Im Laufe des Abends sind wir auf diverse Vergleiche gekommen: Amy Winehouse und Paul Gascoigne, Oliver Kahn und Rammstein, Zinedine Zidane und Manu Chao, die französische Nationalelf und Les Negresses Vertes... eine endlose Liste. Nach einem Vergleich haben wir jedoch fieberhaft gesucht: Welcher Fußballer ist das Gegenstück zu Michael Jackson?

Dienstag, 17. Juni 2008

EM 2008 in Concepción

Auf die Europameisterschaft 2008 hatte ich mich schon lange gefreut. Ereignisse wie eine EM ziehen mich immer wieder in ihren Bann, wenngleich der permanente Kommerz den Spaß an der Sache verderben kann. Ich lebe aber seit einiger Zeit fernab Europas und sehe fast nur den puren Fußball. EM-Partys, schwarz-rot-goldener Nippes und vieles andere erreichen Concepción überhaupt nicht, lediglich der tägliche Blick auf BILD.de zeigt mir, was ich gerade problemlos verpasse.

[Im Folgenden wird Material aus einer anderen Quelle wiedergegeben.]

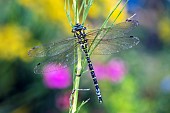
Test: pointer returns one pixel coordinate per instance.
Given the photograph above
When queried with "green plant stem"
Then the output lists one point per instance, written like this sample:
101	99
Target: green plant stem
77	81
79	66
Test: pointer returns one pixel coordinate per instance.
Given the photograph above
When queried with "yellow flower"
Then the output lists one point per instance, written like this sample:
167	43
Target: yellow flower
164	29
53	10
103	8
13	42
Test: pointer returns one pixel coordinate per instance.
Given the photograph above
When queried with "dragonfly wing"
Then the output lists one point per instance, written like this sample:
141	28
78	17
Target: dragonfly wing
51	49
118	30
57	62
113	45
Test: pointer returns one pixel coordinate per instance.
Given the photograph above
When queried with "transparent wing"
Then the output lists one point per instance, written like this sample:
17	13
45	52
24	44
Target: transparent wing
57	62
113	45
118	30
51	49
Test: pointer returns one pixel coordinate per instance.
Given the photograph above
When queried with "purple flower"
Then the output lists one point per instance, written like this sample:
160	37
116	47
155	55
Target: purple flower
100	71
56	79
116	69
62	101
113	71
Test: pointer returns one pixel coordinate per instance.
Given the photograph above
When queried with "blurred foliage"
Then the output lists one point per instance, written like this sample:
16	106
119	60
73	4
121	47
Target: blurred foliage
26	23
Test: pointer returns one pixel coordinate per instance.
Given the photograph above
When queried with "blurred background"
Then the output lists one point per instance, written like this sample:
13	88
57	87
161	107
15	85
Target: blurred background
132	81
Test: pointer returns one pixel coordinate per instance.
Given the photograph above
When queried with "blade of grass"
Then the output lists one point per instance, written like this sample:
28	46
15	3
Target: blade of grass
86	10
67	11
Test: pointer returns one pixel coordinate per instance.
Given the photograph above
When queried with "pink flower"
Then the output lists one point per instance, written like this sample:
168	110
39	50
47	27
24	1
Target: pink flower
113	71
62	102
100	71
56	79
116	69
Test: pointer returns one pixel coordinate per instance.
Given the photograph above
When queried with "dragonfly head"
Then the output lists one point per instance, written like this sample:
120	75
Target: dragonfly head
78	27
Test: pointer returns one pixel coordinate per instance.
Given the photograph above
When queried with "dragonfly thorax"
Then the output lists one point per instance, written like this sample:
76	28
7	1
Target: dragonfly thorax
79	31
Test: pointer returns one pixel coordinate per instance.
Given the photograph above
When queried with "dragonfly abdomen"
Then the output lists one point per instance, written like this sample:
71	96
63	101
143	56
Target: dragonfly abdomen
93	75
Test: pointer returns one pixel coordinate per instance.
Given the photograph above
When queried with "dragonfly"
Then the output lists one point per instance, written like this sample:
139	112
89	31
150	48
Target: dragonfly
62	53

Ich verfolge das Turnier täglich beim Sportsender espn und bin begeistert. Noch nie habe ich eine solch kompetente Berichterstattung gesehen. Alle nötigen Informationen werden geliefert und alle Mannschaften mit gleichem Respekt behandelt. Auf unlustige Scherze wird verzichtet, dafür analysieren echte Experten die Partien, denen einen stokelnder Mario Gomez genug Stoff für gelungenen Spott bietet. Kein selbstverliebter Kerner oder Beckmann verderben mit dämlichen Kommentaren die Übertragung und bewertet die Leistungen von Ballack und Co. überhoch. Kleinere Fehler passieren natürlich, aber die sind schnell verziehen. So muss Fußballberichterstattung sein.

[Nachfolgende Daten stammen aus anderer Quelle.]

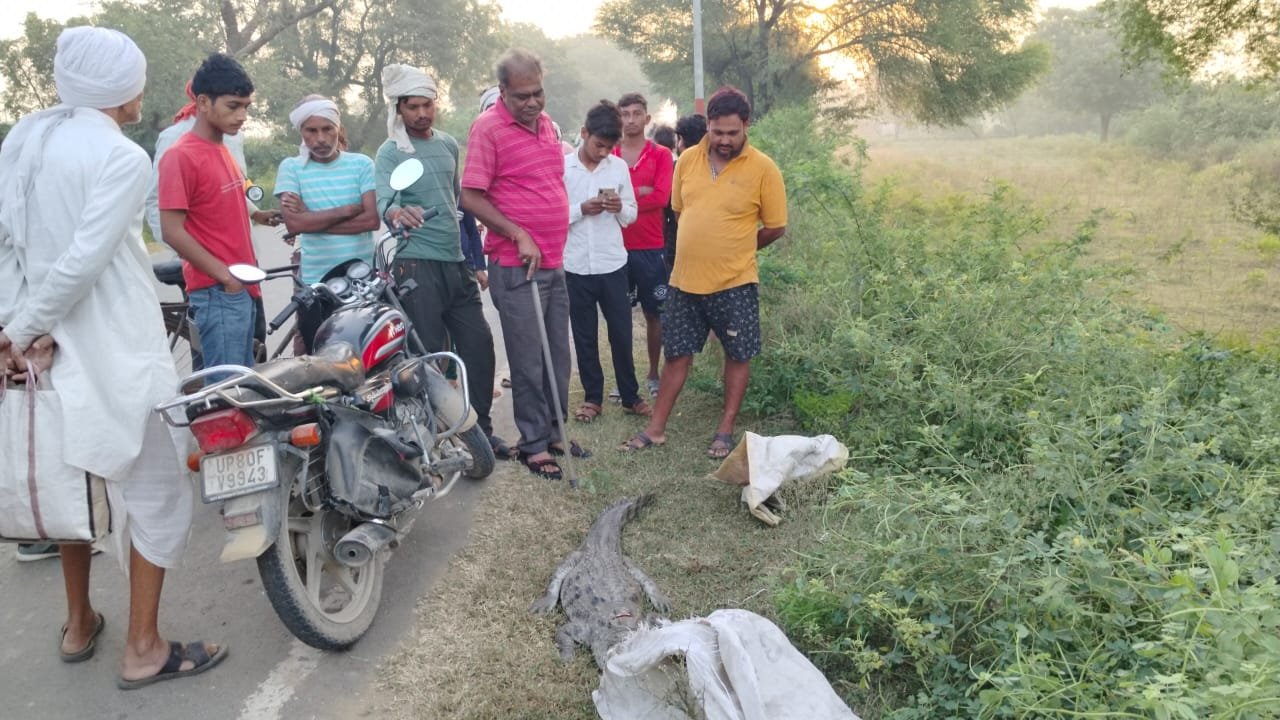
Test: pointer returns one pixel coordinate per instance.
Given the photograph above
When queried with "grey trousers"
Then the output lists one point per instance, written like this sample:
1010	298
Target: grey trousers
530	388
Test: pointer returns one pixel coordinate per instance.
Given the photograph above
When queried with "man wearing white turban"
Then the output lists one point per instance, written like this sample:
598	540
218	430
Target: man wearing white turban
447	305
73	272
327	195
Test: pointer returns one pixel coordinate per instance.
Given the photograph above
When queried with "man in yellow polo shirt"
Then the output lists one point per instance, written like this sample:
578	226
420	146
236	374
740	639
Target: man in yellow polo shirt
730	200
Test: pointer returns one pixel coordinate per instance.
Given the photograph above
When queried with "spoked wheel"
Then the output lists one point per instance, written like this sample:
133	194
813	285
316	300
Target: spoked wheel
474	446
325	604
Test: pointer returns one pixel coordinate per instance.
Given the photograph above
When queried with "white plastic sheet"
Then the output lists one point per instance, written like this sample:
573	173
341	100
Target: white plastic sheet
762	464
736	666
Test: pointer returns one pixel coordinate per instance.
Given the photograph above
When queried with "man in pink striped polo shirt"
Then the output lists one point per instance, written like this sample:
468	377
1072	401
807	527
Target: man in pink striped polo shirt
513	183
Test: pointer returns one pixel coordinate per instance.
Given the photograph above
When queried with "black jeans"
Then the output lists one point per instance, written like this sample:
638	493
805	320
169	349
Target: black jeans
447	313
608	292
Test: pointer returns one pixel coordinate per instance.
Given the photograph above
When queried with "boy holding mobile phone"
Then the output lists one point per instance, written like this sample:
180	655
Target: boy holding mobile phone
600	204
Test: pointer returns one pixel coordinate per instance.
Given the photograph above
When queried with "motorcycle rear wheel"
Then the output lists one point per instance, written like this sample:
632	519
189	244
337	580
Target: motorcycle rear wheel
323	602
475	443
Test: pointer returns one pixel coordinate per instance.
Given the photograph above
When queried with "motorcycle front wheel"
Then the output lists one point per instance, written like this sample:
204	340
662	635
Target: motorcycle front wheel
323	602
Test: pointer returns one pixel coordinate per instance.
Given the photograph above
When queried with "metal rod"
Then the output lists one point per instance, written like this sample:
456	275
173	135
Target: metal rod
699	106
551	378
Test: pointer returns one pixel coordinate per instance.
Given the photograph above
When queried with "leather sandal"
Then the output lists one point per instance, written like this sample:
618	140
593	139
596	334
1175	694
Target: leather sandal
588	411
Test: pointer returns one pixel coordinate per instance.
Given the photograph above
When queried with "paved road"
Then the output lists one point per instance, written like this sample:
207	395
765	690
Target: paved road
269	674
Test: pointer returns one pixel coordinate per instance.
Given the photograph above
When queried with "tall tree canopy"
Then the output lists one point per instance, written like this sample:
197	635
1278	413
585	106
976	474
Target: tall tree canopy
1087	72
938	60
336	48
1189	33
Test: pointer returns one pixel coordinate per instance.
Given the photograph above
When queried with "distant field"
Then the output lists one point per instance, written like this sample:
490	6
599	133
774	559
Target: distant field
1166	228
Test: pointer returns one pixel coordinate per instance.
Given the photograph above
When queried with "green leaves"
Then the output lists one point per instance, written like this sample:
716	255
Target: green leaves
1052	514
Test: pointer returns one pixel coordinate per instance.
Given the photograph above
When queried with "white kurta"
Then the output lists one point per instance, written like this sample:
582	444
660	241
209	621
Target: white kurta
83	276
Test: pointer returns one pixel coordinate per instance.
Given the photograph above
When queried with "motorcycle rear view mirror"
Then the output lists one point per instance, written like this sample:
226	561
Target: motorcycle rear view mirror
406	173
247	274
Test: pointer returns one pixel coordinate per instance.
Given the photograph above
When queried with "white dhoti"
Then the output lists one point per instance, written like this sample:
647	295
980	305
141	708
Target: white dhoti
151	502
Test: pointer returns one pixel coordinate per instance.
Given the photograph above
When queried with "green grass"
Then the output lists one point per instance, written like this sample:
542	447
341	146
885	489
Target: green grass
1166	228
1057	505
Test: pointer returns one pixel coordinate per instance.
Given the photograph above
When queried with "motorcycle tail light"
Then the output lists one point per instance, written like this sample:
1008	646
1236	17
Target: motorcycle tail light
223	429
305	436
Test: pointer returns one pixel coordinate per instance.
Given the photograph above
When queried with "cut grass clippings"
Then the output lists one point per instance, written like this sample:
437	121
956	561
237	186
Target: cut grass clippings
479	654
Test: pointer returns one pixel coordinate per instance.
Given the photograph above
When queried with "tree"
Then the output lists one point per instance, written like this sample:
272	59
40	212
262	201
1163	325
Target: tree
938	60
1189	33
1087	71
342	51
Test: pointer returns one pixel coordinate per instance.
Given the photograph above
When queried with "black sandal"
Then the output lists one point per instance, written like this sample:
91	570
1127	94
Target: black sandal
540	466
178	652
501	450
577	450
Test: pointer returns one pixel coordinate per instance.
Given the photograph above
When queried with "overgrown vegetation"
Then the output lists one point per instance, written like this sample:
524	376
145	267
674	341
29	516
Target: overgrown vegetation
1054	510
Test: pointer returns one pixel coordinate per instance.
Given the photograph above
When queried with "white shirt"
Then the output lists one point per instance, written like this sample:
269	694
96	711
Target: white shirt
594	245
164	141
85	278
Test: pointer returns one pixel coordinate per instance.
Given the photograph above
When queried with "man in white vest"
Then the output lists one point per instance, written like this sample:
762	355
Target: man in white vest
77	300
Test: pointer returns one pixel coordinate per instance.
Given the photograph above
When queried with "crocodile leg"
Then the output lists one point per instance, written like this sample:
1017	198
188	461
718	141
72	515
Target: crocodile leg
548	601
568	636
657	597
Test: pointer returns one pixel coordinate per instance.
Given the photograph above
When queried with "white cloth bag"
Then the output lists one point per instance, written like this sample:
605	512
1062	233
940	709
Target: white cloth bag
736	666
41	497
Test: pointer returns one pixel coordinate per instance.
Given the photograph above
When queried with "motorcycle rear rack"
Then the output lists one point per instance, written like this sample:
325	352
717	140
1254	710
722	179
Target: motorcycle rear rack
237	374
236	377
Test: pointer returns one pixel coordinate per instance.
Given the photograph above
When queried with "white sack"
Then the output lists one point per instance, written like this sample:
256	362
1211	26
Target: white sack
737	666
762	464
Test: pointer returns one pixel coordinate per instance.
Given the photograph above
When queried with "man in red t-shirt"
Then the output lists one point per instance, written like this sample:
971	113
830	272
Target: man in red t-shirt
652	168
204	217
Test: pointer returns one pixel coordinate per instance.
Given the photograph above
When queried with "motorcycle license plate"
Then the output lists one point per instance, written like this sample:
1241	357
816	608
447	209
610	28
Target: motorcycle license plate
229	474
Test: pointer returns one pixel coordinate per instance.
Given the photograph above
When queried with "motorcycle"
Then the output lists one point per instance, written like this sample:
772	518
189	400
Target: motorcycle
321	461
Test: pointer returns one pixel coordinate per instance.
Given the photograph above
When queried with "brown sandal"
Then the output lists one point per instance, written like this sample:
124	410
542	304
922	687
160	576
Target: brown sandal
588	411
639	408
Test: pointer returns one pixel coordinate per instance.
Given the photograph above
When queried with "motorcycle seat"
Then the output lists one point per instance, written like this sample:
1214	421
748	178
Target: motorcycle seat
333	365
169	273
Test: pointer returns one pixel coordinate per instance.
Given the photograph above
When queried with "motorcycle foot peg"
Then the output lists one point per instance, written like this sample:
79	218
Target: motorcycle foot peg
362	543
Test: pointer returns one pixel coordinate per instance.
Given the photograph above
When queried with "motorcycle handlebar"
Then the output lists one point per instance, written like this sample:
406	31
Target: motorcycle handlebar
284	315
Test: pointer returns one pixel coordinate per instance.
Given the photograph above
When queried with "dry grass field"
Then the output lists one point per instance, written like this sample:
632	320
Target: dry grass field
1166	228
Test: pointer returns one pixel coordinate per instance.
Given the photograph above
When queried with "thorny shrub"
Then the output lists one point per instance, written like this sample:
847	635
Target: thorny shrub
1052	509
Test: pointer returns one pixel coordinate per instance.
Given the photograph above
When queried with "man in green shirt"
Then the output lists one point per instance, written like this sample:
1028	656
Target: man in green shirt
446	306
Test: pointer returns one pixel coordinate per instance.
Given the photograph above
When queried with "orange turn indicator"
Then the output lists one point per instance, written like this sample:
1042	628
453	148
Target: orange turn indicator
305	436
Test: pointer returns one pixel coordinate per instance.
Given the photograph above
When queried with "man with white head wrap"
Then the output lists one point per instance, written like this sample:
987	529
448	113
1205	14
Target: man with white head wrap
73	268
446	305
327	195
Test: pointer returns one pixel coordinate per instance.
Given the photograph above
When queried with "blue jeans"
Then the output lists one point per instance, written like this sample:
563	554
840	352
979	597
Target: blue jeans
225	324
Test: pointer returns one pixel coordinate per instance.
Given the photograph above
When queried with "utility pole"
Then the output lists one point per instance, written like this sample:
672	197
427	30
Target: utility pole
699	104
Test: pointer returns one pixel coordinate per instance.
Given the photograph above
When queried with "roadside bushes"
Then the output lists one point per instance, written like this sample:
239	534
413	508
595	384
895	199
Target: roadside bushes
1052	510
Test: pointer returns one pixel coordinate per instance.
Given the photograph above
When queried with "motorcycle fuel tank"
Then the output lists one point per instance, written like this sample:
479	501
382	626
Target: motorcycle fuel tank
375	331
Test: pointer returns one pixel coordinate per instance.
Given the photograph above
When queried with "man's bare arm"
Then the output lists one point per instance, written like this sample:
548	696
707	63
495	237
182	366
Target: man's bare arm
364	222
188	249
298	218
766	236
476	203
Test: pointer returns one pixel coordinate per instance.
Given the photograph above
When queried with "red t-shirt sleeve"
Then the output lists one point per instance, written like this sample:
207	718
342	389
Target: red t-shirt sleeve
662	168
481	158
173	187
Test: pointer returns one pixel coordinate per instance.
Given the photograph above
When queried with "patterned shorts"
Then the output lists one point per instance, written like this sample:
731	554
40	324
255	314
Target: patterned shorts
734	314
647	274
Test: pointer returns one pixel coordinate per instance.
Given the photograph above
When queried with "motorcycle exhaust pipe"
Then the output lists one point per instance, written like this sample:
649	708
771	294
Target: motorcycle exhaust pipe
359	546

Schade ist eigentlich nur, dass ich die ganzen Spiele weitgehend alleine verfolge. Ich bin erst vor ein paar Tagen von Santiago nach Concepción gezogen und neue Bekanntschaften habe ich noch nicht knüpfen können. Die alten Fußballkumpels aus Deutschland werden die Begegnungen sicherlich lautstark gemeinsam schauen. In solchen Momenten vermisse die alte Heimat, immerhin sorgt ein Deutschlandschal über dem Fernseher im EM-Fieber in der neuen Wohnung. Meine Freuden und Ärgernisse über die Resultate teile ich im Cyberspace, außerdem muss meine Frau die tagtäglichen Weisheiten über das Spiel ertragen. Sie hat viel Geduld und schauspielerisches Talent, denn ich habe noch nicht herausgefunden, wie sie mir so interessiert zuhört, obwohl ihr die Euro 2008 egal ist. Heute hat sie allerdings zugegeben, dass sie plötzlich Deutschland gut findet. Jahrelang gehörte das DFB-Team zu ihren ungeliebtesten Mannschaften.